5.6.3 Gasgebouw en gaswinning: van recordjaar naar voorzichtige beperking

Recordwinning leidt tot verontwaardiging

Dat de gaswinning juist in 2013 een recordhoogte bereikt, het jaar na Huizinge en het jaar waarin voor het eerst de veiligheid van de gaswinning voor omwonenden echt ter discussie komt te staan, leidt tot grote verontwaardiging en boosheid bij inwoners van Groningen, regionale bestuurders en Kamerleden. De vraag is hoe de gaswinning uit het Groningenveld, ondanks het maatschappelijk reeds aanwezige gevoel van onrust en de aandacht voor veiligheidsrisico’s, in 2013 zo hoog heeft kunnen worden. Duidelijk is dat er niet zozeer een bewust besluit is genomen om de productie verder op te voeren, maar dat de strategie die al enkele jaren eerder is ingezet, ongewijzigd is voortgezet. Aangezien een besluit van de minister over het volume van de productie in januari 2013 uitblijft, is er voor gashandelaar GasTerra en haar aandeelhouders (waaronder ook de Staat) geen aanleiding om af te wijken van de tot dan toe ingezette strategie.
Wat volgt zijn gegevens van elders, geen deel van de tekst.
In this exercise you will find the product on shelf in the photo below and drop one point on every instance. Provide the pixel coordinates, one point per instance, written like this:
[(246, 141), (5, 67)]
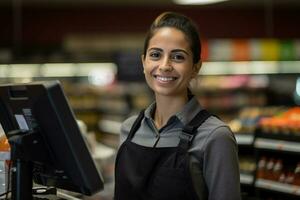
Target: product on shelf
[(273, 169), (285, 123), (261, 167), (250, 117), (297, 175)]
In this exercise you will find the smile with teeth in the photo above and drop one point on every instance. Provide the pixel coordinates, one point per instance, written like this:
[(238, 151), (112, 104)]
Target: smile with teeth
[(164, 78)]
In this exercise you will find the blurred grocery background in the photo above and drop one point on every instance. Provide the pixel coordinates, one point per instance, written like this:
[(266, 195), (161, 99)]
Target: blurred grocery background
[(250, 75)]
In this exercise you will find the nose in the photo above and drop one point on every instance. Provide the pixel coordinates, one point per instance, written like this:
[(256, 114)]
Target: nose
[(166, 65)]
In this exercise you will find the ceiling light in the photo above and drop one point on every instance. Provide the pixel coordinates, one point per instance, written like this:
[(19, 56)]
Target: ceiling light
[(197, 2)]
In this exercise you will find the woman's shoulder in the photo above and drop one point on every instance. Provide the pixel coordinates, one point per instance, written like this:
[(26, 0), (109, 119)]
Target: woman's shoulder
[(127, 123), (126, 127), (213, 129)]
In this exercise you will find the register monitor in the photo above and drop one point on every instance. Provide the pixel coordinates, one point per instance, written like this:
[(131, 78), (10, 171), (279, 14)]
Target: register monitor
[(46, 143)]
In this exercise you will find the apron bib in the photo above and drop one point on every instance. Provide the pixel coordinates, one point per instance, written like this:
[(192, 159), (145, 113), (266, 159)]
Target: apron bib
[(151, 173)]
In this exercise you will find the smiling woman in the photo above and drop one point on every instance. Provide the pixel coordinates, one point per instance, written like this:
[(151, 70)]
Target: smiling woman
[(175, 149)]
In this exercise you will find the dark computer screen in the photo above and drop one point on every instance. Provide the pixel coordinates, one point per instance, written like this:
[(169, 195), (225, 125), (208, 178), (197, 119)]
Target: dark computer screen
[(37, 118)]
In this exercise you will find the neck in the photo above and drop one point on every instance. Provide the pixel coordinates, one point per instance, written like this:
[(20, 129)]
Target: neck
[(167, 106)]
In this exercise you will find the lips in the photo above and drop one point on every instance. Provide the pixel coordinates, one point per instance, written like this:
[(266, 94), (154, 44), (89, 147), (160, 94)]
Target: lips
[(165, 79)]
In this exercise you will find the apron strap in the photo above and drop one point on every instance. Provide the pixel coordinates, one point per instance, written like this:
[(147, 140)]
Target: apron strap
[(189, 131), (136, 125)]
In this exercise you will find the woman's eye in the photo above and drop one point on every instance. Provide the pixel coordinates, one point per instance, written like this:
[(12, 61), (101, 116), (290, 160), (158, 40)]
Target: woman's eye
[(178, 57), (154, 55)]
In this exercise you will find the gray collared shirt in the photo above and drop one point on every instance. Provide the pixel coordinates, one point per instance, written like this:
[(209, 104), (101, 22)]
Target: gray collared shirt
[(214, 158)]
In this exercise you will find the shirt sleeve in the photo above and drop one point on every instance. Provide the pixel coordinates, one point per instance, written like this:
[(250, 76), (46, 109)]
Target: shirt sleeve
[(221, 166)]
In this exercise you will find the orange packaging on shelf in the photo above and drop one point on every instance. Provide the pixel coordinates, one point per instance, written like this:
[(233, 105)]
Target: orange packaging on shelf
[(270, 49), (241, 50), (297, 175)]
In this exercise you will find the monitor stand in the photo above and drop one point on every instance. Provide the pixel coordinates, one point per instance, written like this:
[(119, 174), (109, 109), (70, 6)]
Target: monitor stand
[(22, 144)]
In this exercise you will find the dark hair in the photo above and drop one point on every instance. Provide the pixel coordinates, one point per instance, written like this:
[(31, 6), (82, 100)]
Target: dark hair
[(180, 22)]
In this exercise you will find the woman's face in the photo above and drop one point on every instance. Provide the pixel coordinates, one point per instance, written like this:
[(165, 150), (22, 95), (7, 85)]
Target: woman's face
[(168, 63)]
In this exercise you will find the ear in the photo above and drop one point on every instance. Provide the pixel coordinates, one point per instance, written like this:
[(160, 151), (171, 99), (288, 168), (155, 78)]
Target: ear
[(197, 68), (143, 62)]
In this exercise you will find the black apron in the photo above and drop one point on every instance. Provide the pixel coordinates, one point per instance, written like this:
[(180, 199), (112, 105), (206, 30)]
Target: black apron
[(151, 173)]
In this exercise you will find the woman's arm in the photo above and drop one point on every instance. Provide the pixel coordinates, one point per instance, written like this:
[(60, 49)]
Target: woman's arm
[(221, 165)]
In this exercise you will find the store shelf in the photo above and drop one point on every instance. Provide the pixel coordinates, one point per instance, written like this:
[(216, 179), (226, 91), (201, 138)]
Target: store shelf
[(276, 186), (279, 145), (244, 139), (110, 126), (246, 179), (250, 67)]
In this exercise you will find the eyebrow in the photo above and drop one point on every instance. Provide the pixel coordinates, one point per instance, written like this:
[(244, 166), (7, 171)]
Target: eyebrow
[(173, 51)]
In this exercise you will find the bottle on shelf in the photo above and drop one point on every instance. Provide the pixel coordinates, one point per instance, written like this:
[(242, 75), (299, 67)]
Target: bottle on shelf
[(261, 171), (269, 169), (277, 170), (297, 175)]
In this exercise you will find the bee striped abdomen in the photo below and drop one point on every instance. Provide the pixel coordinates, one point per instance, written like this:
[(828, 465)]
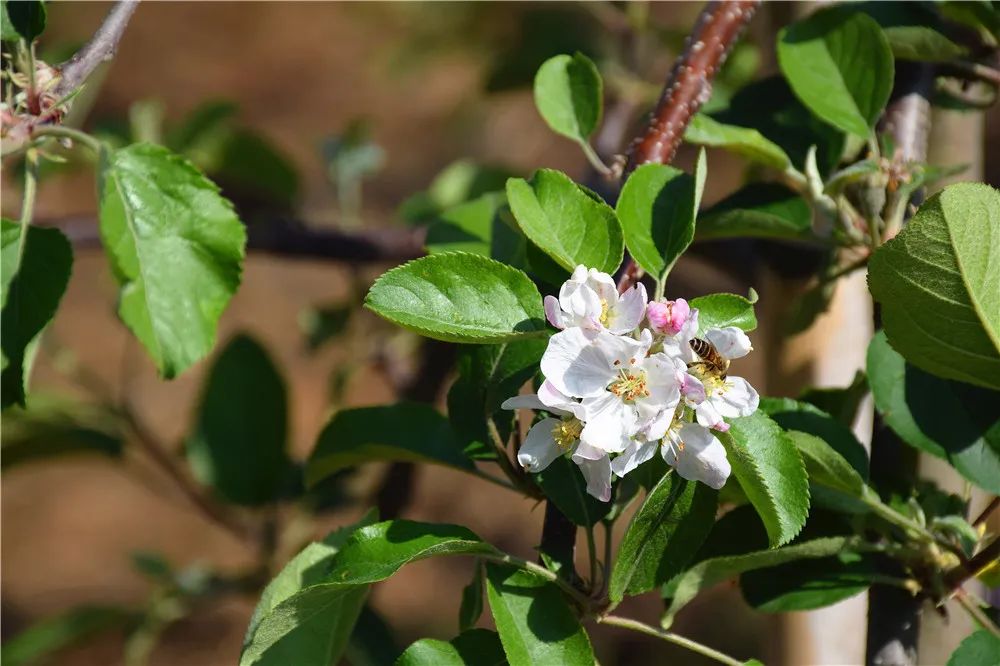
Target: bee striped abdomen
[(711, 358)]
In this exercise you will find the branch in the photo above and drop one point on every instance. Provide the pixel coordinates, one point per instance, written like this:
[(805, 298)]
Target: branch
[(101, 48), (690, 83), (976, 565), (688, 87), (291, 238)]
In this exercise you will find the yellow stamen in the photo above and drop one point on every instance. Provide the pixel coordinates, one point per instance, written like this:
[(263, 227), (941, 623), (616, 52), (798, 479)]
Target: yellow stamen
[(630, 386), (567, 432)]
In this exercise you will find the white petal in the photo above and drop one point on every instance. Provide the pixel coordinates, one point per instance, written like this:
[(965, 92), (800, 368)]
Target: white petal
[(598, 475), (584, 451), (539, 448), (556, 401), (709, 416), (738, 398), (553, 312), (730, 341), (629, 311), (662, 382), (578, 363), (657, 427), (702, 458), (523, 402), (636, 454), (603, 285), (607, 432), (691, 388)]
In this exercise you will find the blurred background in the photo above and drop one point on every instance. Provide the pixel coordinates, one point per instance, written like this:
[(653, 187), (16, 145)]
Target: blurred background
[(349, 118)]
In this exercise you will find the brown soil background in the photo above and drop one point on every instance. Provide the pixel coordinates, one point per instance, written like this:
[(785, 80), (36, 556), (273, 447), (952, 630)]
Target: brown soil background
[(300, 72)]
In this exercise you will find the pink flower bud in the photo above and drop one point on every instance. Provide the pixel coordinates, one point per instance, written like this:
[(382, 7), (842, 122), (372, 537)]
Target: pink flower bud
[(668, 317)]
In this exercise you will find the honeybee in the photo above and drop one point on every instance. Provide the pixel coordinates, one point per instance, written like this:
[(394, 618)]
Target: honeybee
[(711, 361)]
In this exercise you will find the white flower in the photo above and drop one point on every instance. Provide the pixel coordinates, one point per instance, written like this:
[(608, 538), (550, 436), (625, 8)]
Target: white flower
[(696, 454), (622, 390), (678, 344), (590, 299), (553, 437), (712, 396)]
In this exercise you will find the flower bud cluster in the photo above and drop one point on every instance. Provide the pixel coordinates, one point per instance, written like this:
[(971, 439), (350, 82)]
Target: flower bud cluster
[(626, 378)]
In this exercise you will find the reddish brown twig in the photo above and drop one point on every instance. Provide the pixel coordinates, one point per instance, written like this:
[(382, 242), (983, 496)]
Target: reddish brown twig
[(689, 86), (690, 83)]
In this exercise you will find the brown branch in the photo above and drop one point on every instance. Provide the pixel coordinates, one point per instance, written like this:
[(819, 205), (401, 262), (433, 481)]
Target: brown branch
[(688, 87), (955, 578), (292, 239), (894, 615), (985, 513), (690, 83), (156, 452), (100, 49)]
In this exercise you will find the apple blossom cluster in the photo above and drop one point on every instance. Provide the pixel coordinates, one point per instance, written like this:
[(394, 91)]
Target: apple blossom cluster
[(623, 380)]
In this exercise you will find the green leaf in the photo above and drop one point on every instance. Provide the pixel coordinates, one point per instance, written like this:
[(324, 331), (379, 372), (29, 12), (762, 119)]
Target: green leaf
[(770, 470), (938, 282), (400, 432), (468, 227), (657, 208), (459, 182), (535, 621), (982, 648), (488, 375), (459, 297), (310, 627), (175, 246), (472, 600), (376, 552), (52, 429), (476, 647), (371, 642), (796, 415), (565, 486), (570, 224), (770, 107), (569, 95), (922, 44), (840, 65), (759, 210), (23, 18), (62, 631), (276, 635), (807, 584), (709, 572), (248, 163), (239, 442), (721, 310), (706, 131), (825, 466), (35, 272), (663, 536), (951, 420)]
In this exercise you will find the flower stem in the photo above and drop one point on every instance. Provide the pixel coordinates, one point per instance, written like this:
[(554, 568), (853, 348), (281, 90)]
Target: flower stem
[(28, 200), (592, 554), (694, 646), (541, 572)]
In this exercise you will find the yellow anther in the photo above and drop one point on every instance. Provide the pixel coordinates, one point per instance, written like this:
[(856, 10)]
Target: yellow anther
[(630, 386), (567, 432)]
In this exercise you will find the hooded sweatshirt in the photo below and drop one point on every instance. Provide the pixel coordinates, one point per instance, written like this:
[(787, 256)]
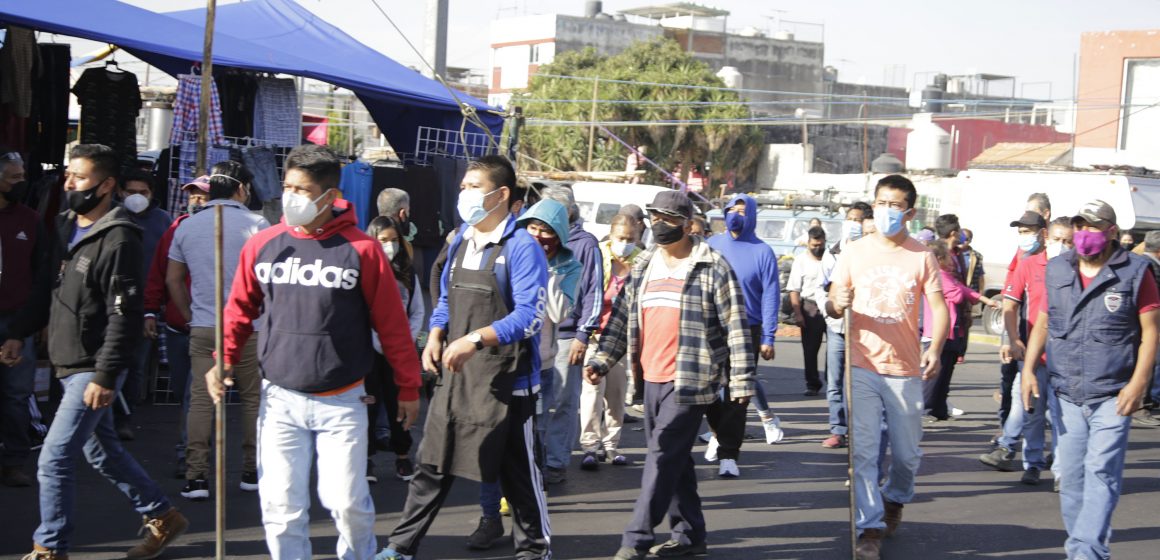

GasTerra vraagt of bijsturing nodig is Gedurende het jaar, als blijkt dat de productie uit Groningen hoger wordt dan men aanvankelijk heeft begroot, vraagt nota bene GasTerra aan het ministerie of die ontwikkeling wenselijk is. In reactie hierop antwoorden de ambtelijke top en de minister dat GasTerra gewoon door kan gaan met het voorgenomen beleid. De resultaten van de onderzoeken zijn namelijk nog niet beschikbaar, dus stelt men geen ander besluit te kunnen nemen dan in januari eerder dat jaar. De NAM moet aan het eind van het jaar een gewijzigd winningsplan indienen. Argumenten omtrent draagvlak voor de gaswinning en veiligheidsrisico’s in Groningen zijn daarbij niet expliciet meegenomen. Het bijsturen van de productie blijkt medio 2013 wel degelijk mogelijk, maar minister Kamp weet dat niet. De precieze strategie van GasTerra is hem op dat moment onbekend, waardoor hij niet beseft dat GasTerra in 2013 meer Groningengas verkoopt dan voor de leveringszekerheid noodzakelijk is. Tijdens de openbare verhoren blijkt dat de minister het achteraf betreurt dat hij destijds niet heeft besloten gaandeweg het jaar de gaswinning alsnog enigszins af te remmen.